Re: recovering from "found xmin ... from before relfrozenxid ..." - Mailing list pgsql-hackers

From Masahiko Sawada
Subject Re: recovering from "found xmin ... from before relfrozenxid ..."
Date
Msg-id CA+fd4k7mgHGHa2UxPsAONR9WaMNJo-7ybB5iuc63J77nNzF=Mw@mail.gmail.com
Whole thread Raw
In response to Re: recovering from "found xmin ... from before relfrozenxid ..."  (Ashutosh Sharma <ashu.coek88@gmail.com>)

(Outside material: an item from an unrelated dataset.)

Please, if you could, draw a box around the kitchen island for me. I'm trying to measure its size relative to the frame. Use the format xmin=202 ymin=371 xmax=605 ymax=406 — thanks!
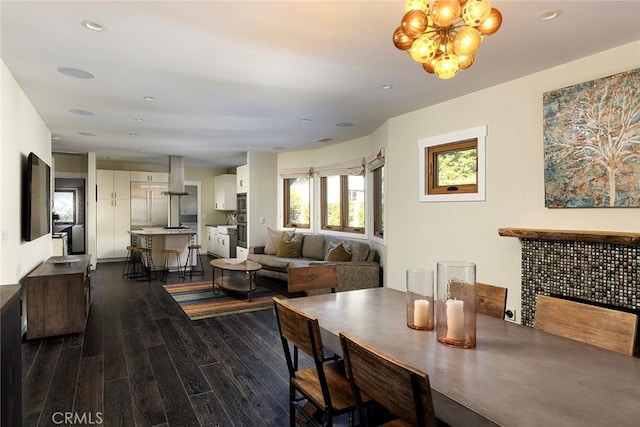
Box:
xmin=129 ymin=227 xmax=196 ymax=271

Responses Re: recovering from "found xmin ... from before relfrozenxid ..."
List pgsql-hackers
On Wed, 12 Aug 2020 at 22:27, Ashutosh Sharma <ashu.coek88@gmail.com> wrote:
>
> Thanks Robert for the review. Please find my comments inline below:
>
> On Fri, Aug 7, 2020 at 9:21 PM Robert Haas <robertmhaas@gmail.com> wrote:
> >
> > On Thu, Aug 6, 2020 at 9:23 AM Ashutosh Sharma <ashu.coek88@gmail.com> wrote:
> > > Attached v4 patch fixes the latest comments from Robert and Masahiko-san.
> >
> > Compiler warning:
> >
> > heap_surgery.c:136:13: error: comparison of unsigned expression < 0 is
> > always false [-Werror,-Wtautological-compare]
> >                 if (blkno < 0 || blkno >= nblocks)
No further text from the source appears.